The Advertising Scam (They Live, 1988)
I have only one thing to say. Fifteen minute fight between Rowdy Roddy Piper and Keith David. ‘Nuff said.
Oh, you expect me so say a bit more? Fine.
Beloved Wrestler Roddy Piper is Nada, a wandering Construction worker looking for work. When he discovers a group of resistance fighters hiding among the city’s homeless, he finds himself stuck in a battle against humanity and aliens bent on human enslavement.
When Nada discovers a pair of sunglasses that allow him to see the aliens, he tries to figure out what to do. He enlists help from fellow construction worker Frank and TV Executive Holly. What follows is an insane ride.
The film is packed with action and humor. One of the most memorable moments is Roddy walking into a bank wearing the magic sunglasses and holding a shotgun declares, “I have come here to chew bubblegum and kick ass. And I am all out of bubblegum.”
The other big moment is a nearly fifteen minute fist fight between Roddy Piper and Keith David. It is amazing. Asked recently if he ever considered shortening the fight, Carpenter indignantly declared “F**k no!”
This is a good cast who make a rather ham-fisted film work. Keith David is always good and Meg Foster is mysterious and uncertain in her motives. And those eyes.
I mentioned ham-fisted…the plot is a huge screed against the 80’s consumerism and Reaganomics. When Piper puts on the glasses, he sees in black and white…

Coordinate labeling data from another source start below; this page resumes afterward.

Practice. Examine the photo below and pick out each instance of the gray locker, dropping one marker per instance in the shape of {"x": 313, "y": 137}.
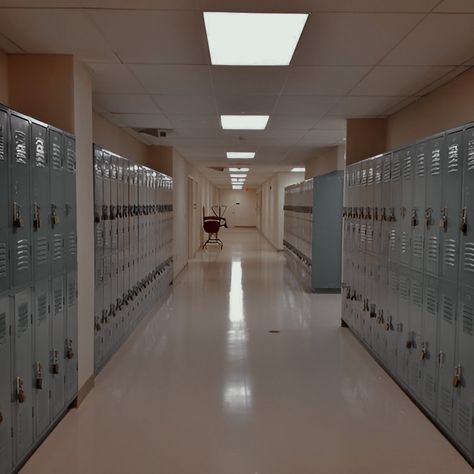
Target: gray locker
{"x": 4, "y": 197}
{"x": 70, "y": 343}
{"x": 57, "y": 206}
{"x": 22, "y": 374}
{"x": 41, "y": 199}
{"x": 5, "y": 386}
{"x": 433, "y": 205}
{"x": 20, "y": 216}
{"x": 58, "y": 333}
{"x": 70, "y": 210}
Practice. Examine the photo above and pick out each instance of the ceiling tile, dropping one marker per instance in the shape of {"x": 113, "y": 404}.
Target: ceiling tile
{"x": 126, "y": 103}
{"x": 307, "y": 105}
{"x": 174, "y": 80}
{"x": 441, "y": 39}
{"x": 248, "y": 80}
{"x": 245, "y": 104}
{"x": 351, "y": 38}
{"x": 399, "y": 80}
{"x": 144, "y": 120}
{"x": 186, "y": 104}
{"x": 332, "y": 81}
{"x": 363, "y": 106}
{"x": 50, "y": 31}
{"x": 114, "y": 78}
{"x": 170, "y": 37}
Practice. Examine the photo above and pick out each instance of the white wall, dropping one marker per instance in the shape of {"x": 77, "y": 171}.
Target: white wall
{"x": 241, "y": 207}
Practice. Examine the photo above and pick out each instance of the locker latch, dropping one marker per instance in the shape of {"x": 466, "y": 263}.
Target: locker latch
{"x": 39, "y": 376}
{"x": 463, "y": 225}
{"x": 443, "y": 223}
{"x": 17, "y": 219}
{"x": 457, "y": 376}
{"x": 20, "y": 390}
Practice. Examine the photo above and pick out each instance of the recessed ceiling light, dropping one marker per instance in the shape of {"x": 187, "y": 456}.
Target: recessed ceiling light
{"x": 244, "y": 122}
{"x": 240, "y": 155}
{"x": 253, "y": 39}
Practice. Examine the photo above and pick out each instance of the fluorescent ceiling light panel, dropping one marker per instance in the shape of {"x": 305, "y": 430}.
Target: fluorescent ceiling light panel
{"x": 240, "y": 155}
{"x": 253, "y": 39}
{"x": 244, "y": 122}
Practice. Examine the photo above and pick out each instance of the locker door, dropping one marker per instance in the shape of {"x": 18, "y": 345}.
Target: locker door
{"x": 464, "y": 363}
{"x": 22, "y": 373}
{"x": 4, "y": 210}
{"x": 70, "y": 345}
{"x": 467, "y": 261}
{"x": 20, "y": 215}
{"x": 451, "y": 206}
{"x": 418, "y": 208}
{"x": 414, "y": 341}
{"x": 429, "y": 365}
{"x": 41, "y": 201}
{"x": 446, "y": 338}
{"x": 406, "y": 201}
{"x": 402, "y": 324}
{"x": 433, "y": 205}
{"x": 42, "y": 324}
{"x": 5, "y": 387}
{"x": 58, "y": 333}
{"x": 70, "y": 210}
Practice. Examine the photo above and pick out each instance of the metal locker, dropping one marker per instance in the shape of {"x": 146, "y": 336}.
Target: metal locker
{"x": 41, "y": 201}
{"x": 463, "y": 374}
{"x": 56, "y": 354}
{"x": 467, "y": 211}
{"x": 406, "y": 203}
{"x": 429, "y": 325}
{"x": 448, "y": 302}
{"x": 41, "y": 381}
{"x": 57, "y": 206}
{"x": 22, "y": 375}
{"x": 433, "y": 205}
{"x": 417, "y": 212}
{"x": 70, "y": 343}
{"x": 5, "y": 386}
{"x": 70, "y": 210}
{"x": 414, "y": 347}
{"x": 20, "y": 215}
{"x": 451, "y": 206}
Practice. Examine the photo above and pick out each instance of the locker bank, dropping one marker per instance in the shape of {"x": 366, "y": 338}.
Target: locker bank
{"x": 332, "y": 142}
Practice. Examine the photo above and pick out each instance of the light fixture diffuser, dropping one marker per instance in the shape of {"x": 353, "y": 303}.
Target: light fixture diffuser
{"x": 244, "y": 122}
{"x": 253, "y": 39}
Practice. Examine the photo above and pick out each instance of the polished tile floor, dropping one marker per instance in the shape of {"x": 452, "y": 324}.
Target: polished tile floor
{"x": 203, "y": 387}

But he does not just see the aliens.
He also sees how they are taking over….advertising.
It is hard to ignore, and while it may be a valid criticism, it is done in a way that feels almost comedic. The aliens reward people willing to cash in. A guy goes from being a bum to a member of the 1%. In a way I am surprised nobody has remade this one yet since 2008.
In spite of this, the film is effectively fun and has some real twists. It is a well loved Carpenter film for a reason, and it is not for the politics. It is a goofy action film, a cross between the grim and serious Escape From New York and the boisterous Big Trouble in Little China.